Critique : Frank, de Lenny Abrahamson

“Moi je traîne dans le désert depuis plus de vingt-huit jours/Et déjà quelques mirages me disent de faire demi-tour“ (Jean-Patrick Capdevielle) © Irish Film Board
“Moi je traîne dans le désert depuis plus de vingt-huit jours/Et déjà quelques mirages me disent de faire demi-tour“ (Jean-Patrick Capdevielle) © Irish Film Board

★★★☆☆ Roman initiatique pour un apprenti musicien, Frank est surtout le portrait d’un groupe bizarroïde dont le meneur est un malade fragile et de génie… 

Jon compose des bouts de chansons dans sa chambre, en caressant l’espoir de devenir musicien. Le hasard le place sur la route d’un groupe en manque de clavier qui, sur décision du leader Frank, l’embarque dans la confection d’un album dans un coin isolé d’Irlande. Frank est un être au comportement déroutant, qui vit la tête perpétuellement dissimulée sous un masque géant. Mais il est capable de fulgurances fascinantes galvanisant le groupe. Jon, qui n’est forcément le bienvenu dans cette troupe atypique, tente de se faire une place, filme la lente élaboration de leur album et la diffuse sur le Net. Après de nombreux mois, leur travail est repéré par un festival américain… 

Dans l’insondable galaxie des films centrés sur des groupes de rocks fictifs ou réels, Frank est indiscutablement une planète à part, qui tournerait à rebours des autres. Sa construction ne répond pas aux schémas classiques du genre (“formation laborieuse, doutes, succès-postérité” ou, a contrario au modèle “gloire, déchirures, dislocation”), et bien qu’il baigne en permanence dans une atmosphère musicale, on serait en peine de le ranger parmi les films musicaux : on ne voit presque jamais le groupe se produire devant un vrai public, et il n’y a quasiment pas de composition facile à mémoriser (ni jouée en entier). Essayez de vendre une bande originale après ça ! Que Frank, le personnage-titre, revête un singulier couvre-chef, inciterait à glisser le tout dans le registre de l’absurde, où tout est concevable — des ambiances coutumières chez Lynch, les frères Coen ou Quentin Dupieux — ; même pas : le rationnel vient justifier l’aberrant déguisement du personnage.

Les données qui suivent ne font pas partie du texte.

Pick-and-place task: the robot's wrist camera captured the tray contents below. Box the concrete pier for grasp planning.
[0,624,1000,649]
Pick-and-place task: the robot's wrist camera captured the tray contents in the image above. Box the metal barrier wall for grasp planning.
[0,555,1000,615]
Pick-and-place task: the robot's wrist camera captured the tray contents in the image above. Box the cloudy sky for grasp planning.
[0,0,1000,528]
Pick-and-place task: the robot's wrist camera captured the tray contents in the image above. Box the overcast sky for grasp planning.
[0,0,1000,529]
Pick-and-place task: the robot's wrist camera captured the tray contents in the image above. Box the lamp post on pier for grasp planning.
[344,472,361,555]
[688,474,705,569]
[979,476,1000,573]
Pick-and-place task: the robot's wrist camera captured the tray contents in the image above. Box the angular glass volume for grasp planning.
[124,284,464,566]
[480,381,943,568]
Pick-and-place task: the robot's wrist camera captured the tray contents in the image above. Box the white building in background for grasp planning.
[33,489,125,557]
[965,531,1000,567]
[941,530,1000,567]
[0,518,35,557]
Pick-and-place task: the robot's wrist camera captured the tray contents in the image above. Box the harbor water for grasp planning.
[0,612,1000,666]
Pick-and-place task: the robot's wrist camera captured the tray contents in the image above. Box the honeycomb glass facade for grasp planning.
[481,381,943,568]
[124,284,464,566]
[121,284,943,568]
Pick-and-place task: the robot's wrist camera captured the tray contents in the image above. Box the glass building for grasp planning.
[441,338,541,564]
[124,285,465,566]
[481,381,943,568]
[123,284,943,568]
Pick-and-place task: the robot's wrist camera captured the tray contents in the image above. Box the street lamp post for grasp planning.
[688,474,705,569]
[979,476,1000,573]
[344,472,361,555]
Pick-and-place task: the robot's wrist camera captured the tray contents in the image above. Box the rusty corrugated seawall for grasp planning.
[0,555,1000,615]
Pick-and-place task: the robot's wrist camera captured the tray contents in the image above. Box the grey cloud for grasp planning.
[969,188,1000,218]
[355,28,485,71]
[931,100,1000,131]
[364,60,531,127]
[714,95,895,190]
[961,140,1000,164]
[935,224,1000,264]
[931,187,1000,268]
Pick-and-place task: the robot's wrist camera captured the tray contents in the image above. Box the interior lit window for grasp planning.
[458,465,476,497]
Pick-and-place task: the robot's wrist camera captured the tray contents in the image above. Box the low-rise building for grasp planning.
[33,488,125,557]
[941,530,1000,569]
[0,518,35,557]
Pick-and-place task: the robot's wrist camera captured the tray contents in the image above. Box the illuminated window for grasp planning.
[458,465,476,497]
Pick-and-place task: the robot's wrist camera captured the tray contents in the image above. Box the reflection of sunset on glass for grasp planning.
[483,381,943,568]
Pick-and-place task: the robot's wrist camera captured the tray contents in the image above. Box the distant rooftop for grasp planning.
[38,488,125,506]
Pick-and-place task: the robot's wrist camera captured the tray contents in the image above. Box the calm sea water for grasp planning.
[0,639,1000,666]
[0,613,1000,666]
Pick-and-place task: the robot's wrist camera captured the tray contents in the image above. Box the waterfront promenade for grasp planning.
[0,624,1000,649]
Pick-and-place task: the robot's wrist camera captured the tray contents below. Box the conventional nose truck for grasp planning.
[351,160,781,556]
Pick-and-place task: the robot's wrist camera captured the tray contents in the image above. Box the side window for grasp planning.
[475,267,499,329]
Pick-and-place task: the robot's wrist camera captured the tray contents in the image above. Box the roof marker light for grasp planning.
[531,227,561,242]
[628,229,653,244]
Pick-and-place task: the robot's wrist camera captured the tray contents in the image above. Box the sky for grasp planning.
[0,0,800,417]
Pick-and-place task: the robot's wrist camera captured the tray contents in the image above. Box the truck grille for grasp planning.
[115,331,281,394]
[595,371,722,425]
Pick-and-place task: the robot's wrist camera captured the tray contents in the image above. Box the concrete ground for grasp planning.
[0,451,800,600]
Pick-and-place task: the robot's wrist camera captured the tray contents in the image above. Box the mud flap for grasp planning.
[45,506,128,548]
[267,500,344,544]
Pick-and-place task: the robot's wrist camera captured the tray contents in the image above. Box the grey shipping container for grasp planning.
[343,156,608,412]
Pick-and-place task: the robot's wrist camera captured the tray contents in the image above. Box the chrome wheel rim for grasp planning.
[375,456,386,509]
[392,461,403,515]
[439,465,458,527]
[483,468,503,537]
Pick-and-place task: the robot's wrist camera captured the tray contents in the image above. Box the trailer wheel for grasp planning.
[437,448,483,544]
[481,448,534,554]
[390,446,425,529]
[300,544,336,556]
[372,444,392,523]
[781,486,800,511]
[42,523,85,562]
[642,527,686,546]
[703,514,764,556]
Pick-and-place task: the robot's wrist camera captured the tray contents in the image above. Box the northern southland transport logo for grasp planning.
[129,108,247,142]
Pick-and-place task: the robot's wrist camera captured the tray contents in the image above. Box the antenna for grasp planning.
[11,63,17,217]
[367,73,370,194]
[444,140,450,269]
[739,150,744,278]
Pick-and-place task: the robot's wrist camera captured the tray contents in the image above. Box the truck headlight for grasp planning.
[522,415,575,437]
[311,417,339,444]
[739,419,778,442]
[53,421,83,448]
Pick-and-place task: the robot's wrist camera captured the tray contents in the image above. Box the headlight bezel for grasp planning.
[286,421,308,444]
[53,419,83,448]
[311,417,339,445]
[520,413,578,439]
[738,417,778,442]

“Quoiiiiiii ma gueule ?” © Irish Film Board
“Quoiiiiiii ma gueule ?” © Irish Film Board

C’est dans la tête que cela se passe

Et cela sans évoquer la personne de Chris Sievey, alias Frank Sidebottom, l’homme de scène britannique dont les auteurs se sont inspirés pour composer, par ce “double” de cinéma, une histoire sensible. Car le monde de Frank n’est pas que celui de la musique ou de la création. Ce que Jon va comprendre en tentant de s’immerger dans le groupe, de s’y intégrer : le génie, l’inspiration à tout le moins, est une forme d’excentricité, une “anomalie” plus ou moins tolérée dans l’espace public. Parce que la société du spectacle a banalisé les tenues de scène les plus extravagantes, la fausse-tête de Frank apparaît tout juste comme une amusante lubie, alors qu’elle joue un rôle fondamental dans son équilibre. Or, on le découvre très vite, Frank est un homme handicapé par des troubles psychiques, qui a trouvé le cocon protecteur d’un masque démesuré et l’expression musicale pour dépasser ses angoisses et interagir avec les autres. 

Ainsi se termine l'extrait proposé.